Somut olayda kaza ile ilgili her hangi bir kaza tespit tutanağı bulunmamaktadır. Davalı …. tarafından sunulan hasar dosyasında davacının hasar başvurusuna dair bir dilekçesi bulunmayıp sadece araç fotoğrafları ile ekspertiz raporu bulunmaktadır. Davalı sigortanın başvurusu üzerine alınan ekspertiz raporunda aracın hasar ihbarının 19.09.2019 tarihinde yapıldığı, araç görülmek üzere servise gidilmiş ise de aracın servis dışında olduğu bilgisi alındığı, defalarca girişimde bulunulmasına rağmen servis tarafından evrakların iletilmediği, sigortalının ….’de hasar dosyası açtırdığı, …. tarafından atanan ekser ….’in aracı ne zaman gördüğünü hatırlayamadığını belirtiği, tarafına gönderilen fotoğraflara istinaden Tramer sorgulaması yapıldığı, sigortalı aracın evveliyatında birçok kazasının bulunduğu, hasarın ivedi olarak araştırmaya alınması gerektiği hususları bildirmiştir.

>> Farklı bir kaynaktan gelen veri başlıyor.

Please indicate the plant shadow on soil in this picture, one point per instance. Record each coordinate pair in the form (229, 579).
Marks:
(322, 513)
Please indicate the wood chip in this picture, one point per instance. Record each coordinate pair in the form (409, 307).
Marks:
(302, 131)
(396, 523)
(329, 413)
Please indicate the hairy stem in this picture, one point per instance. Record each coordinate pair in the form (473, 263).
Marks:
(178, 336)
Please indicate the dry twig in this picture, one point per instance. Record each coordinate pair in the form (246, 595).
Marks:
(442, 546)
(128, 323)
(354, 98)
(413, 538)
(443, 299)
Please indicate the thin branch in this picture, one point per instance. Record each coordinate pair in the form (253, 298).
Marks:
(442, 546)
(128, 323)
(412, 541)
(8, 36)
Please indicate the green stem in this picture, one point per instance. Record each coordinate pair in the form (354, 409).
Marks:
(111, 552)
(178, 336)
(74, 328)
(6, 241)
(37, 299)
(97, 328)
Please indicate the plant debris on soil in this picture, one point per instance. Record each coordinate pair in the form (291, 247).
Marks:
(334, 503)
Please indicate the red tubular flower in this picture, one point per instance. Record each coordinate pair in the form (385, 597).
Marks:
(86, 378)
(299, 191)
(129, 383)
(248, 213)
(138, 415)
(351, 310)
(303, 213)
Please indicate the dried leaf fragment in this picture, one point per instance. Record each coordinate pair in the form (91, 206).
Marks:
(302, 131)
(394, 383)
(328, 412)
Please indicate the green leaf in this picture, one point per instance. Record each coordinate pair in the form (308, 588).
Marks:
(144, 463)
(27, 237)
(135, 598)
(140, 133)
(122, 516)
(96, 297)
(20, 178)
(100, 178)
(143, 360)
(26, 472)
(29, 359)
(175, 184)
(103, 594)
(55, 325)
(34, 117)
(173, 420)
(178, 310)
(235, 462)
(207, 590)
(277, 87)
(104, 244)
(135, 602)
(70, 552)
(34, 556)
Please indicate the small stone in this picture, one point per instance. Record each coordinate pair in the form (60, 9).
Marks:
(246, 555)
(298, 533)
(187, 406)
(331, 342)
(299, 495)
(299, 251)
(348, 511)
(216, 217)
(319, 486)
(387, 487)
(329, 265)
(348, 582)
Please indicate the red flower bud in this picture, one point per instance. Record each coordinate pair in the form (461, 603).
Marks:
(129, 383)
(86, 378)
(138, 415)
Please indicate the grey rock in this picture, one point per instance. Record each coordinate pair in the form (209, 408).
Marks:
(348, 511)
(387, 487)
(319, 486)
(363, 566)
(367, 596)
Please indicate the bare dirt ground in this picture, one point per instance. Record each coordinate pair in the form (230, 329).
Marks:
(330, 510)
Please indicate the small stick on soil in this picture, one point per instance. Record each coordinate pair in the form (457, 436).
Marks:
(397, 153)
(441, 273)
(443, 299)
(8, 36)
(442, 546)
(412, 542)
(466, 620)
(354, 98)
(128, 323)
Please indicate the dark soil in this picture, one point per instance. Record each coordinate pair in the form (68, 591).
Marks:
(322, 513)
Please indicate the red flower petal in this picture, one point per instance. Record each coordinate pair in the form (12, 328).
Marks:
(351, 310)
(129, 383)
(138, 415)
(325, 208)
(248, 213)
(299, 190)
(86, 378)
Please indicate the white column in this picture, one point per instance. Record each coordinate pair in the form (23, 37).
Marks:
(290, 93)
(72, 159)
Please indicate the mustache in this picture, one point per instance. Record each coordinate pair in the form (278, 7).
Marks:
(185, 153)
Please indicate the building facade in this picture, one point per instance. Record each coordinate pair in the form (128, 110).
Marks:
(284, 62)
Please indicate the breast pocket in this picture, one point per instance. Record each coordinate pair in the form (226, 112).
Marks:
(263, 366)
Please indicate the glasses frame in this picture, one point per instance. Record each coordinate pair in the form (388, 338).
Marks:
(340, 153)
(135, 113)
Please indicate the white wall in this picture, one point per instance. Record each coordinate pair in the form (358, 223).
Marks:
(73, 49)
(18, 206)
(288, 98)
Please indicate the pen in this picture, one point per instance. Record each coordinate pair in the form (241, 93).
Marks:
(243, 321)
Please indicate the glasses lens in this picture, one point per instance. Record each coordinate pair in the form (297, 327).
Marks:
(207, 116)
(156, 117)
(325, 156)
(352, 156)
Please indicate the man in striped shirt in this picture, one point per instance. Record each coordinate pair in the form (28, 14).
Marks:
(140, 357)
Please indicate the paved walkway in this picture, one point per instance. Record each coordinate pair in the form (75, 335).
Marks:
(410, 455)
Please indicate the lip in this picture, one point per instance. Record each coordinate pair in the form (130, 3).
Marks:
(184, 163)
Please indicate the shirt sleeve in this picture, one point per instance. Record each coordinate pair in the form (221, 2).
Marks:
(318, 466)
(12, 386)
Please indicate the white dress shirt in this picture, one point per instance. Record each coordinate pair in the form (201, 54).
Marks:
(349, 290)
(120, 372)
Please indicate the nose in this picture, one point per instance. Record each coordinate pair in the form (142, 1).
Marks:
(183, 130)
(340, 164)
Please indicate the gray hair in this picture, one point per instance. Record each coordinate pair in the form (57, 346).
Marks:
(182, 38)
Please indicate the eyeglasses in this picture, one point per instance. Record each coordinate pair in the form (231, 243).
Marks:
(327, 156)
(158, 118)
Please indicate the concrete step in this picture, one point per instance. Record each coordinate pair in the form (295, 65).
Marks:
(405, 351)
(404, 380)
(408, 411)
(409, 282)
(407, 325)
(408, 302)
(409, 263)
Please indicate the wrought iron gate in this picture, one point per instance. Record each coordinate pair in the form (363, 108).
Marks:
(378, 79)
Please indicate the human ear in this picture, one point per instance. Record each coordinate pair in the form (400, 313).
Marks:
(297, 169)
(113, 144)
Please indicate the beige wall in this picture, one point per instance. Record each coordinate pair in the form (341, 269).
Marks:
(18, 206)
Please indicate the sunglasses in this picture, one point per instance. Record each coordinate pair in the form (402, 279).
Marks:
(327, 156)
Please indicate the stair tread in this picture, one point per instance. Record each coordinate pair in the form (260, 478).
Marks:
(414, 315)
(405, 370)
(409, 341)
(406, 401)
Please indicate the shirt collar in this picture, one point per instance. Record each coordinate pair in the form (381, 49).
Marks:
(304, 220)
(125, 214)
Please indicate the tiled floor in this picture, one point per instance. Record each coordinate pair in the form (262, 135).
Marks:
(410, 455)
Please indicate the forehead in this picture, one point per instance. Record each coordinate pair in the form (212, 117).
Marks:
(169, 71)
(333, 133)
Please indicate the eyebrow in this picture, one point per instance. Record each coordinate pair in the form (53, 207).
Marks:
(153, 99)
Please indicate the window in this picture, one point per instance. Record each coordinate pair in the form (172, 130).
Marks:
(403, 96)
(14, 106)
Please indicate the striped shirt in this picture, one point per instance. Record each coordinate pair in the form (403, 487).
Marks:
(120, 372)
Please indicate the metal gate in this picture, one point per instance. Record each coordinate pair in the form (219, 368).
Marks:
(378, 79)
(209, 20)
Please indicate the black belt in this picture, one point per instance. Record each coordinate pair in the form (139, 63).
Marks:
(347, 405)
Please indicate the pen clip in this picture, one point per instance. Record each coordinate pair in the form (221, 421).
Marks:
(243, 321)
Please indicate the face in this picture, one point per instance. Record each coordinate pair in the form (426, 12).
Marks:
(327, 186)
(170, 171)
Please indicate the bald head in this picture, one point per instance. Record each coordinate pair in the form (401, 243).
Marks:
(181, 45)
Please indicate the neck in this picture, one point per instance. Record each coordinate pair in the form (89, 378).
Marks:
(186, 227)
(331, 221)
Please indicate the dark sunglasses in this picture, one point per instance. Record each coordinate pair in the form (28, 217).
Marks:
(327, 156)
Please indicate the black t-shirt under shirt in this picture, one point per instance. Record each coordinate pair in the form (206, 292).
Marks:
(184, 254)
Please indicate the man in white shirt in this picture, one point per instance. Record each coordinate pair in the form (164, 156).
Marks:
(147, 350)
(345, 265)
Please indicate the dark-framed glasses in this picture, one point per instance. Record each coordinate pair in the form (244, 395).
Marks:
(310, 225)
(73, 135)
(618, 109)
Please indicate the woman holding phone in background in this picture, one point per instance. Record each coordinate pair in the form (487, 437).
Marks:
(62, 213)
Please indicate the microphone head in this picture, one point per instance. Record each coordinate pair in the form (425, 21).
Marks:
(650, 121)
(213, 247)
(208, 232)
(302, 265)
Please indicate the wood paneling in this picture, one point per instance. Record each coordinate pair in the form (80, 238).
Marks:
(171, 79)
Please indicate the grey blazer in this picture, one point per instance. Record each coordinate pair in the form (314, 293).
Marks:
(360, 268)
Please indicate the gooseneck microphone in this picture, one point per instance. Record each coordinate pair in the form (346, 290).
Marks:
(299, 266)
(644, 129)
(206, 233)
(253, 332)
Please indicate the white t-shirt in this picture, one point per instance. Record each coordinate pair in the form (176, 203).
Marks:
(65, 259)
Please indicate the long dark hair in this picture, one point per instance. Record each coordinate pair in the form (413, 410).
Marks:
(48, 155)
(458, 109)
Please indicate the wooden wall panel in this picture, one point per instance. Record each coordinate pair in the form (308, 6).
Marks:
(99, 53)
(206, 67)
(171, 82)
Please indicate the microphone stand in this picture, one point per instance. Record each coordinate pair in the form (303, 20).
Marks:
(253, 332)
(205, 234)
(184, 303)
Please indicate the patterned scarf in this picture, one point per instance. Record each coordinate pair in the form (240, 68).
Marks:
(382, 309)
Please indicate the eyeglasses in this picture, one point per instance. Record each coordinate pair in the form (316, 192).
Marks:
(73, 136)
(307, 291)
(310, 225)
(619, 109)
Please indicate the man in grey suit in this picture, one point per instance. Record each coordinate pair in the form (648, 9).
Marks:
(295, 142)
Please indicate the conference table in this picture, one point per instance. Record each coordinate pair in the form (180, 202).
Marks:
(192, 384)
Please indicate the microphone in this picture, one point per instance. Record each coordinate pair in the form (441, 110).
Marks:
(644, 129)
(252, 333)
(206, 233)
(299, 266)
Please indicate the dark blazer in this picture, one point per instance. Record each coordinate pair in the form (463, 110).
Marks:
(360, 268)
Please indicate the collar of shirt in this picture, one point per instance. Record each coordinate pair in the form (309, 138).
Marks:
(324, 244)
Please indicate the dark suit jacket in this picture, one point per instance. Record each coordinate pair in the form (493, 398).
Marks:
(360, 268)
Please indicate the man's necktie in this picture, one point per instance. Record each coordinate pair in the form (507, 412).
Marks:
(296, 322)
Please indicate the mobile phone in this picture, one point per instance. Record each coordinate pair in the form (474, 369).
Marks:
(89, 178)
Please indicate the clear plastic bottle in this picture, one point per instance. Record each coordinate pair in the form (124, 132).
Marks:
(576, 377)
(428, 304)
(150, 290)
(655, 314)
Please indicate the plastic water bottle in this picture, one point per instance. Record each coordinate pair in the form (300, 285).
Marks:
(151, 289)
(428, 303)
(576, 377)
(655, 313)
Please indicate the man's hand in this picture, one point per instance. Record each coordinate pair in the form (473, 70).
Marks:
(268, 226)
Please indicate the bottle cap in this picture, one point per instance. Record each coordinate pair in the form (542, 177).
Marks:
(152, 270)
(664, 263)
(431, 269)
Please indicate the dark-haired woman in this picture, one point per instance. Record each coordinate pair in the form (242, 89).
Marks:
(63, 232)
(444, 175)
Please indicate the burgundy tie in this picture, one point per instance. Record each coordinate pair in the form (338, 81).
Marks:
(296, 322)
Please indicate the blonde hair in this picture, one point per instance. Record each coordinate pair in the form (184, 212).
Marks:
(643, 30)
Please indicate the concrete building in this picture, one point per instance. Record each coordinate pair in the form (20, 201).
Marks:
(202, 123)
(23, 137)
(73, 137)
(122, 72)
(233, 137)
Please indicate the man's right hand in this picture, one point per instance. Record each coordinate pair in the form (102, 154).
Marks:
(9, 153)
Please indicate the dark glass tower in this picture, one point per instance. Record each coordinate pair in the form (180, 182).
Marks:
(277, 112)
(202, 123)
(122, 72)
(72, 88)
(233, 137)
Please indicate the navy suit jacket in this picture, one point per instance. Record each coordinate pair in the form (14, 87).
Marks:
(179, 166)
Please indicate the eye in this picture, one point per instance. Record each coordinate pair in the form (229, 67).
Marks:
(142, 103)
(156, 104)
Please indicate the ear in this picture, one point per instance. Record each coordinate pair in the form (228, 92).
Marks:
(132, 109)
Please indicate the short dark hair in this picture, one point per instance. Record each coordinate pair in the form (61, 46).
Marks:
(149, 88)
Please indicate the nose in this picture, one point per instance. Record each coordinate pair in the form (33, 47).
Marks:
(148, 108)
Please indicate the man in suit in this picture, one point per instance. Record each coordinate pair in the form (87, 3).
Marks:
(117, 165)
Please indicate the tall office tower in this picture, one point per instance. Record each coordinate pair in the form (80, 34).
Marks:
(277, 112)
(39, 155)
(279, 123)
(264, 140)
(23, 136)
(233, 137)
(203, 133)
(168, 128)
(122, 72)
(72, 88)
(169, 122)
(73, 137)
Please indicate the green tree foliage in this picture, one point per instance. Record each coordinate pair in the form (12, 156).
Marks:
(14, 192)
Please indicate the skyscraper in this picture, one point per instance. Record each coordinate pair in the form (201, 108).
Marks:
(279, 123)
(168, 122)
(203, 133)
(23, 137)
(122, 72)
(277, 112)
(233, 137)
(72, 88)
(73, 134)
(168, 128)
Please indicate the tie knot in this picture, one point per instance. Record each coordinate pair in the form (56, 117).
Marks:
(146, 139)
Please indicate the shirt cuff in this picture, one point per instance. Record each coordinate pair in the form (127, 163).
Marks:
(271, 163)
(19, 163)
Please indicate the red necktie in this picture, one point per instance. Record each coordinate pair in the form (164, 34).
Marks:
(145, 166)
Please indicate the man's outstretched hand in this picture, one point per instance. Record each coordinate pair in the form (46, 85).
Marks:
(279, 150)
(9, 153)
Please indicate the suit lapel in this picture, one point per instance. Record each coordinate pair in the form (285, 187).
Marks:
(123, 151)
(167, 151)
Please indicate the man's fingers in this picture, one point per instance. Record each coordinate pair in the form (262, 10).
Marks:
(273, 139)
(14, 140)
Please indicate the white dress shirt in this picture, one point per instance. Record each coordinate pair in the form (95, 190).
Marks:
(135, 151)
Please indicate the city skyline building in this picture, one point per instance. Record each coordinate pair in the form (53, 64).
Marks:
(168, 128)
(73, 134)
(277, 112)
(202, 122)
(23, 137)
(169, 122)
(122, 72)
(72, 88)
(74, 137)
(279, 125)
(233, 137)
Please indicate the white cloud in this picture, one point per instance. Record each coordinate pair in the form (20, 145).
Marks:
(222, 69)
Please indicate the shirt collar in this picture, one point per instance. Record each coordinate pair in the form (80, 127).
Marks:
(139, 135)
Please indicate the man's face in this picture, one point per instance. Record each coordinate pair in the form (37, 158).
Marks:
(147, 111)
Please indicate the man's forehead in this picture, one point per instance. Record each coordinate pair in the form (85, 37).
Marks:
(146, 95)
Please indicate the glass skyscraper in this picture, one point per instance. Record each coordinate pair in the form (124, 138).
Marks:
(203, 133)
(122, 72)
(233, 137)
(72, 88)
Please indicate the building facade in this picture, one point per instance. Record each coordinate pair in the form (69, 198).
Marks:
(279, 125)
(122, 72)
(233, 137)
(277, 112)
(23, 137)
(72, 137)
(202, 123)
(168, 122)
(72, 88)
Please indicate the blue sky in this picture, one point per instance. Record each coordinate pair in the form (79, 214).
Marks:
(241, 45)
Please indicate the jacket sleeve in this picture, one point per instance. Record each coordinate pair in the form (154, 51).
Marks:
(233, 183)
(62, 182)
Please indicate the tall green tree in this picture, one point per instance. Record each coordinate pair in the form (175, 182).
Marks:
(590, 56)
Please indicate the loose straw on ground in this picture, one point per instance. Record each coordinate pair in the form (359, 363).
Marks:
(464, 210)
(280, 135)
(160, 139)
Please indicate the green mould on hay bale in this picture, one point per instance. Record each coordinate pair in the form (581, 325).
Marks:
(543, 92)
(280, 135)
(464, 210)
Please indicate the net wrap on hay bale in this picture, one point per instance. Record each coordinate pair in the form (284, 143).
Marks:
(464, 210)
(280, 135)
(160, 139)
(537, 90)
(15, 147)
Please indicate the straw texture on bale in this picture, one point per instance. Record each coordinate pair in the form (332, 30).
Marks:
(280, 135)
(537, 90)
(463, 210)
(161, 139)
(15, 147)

Dosyadaki davacının başvurusu üzerine alınan 15.10.2015 tarihli …. tarafından hazırlanan ekspertiz raporunun ekinde davacının davalı sigortaya hitaben hazırladığı aracın alt geçitte virajı alamayarak duvara çarptığına dair davacı adına imzalı tarihsiz dilekçe bulunduğu, ekspertiz raporunun beyana ve fotoğraflara göre hazırlandığı görülmüştür. Davacı şirket, sigortalı aracın tek taraflı kazada hasarlandığını ileri sürüldüğüne göre kazayı trafik birimlerine ihbar edilerek resmi görevlilerce kaza tespit tutanağı düzenlenmesini sağlanması gerekirken basiretli bir tacir gibi hareket etmesi beklenen davacının bu yola başvurulmaksızın kazadan 6 gün sonra davalı sigortaya hitaben yazdığı imzasız ve tarihsiz dilekçe ile yine davalı sigortaya değil ….’e başvurmakla ispat yükü yer değiştirmiş olup davacı sigortalı hasarın teminat kapsamında kaldığını ispat yükü altındadır. Davacı tarafça kaza tarihi itibariyle hasarın teminat kapsamında kaldığı da başkaca delillerle ispatlanmamış olması nedeniyle davanın reddi gerekmektedir. Mahkemece davanın reddine karar verilmesi gerekirken davanın kısmen kabulüne karar verilmesi doğru görülmemiştir.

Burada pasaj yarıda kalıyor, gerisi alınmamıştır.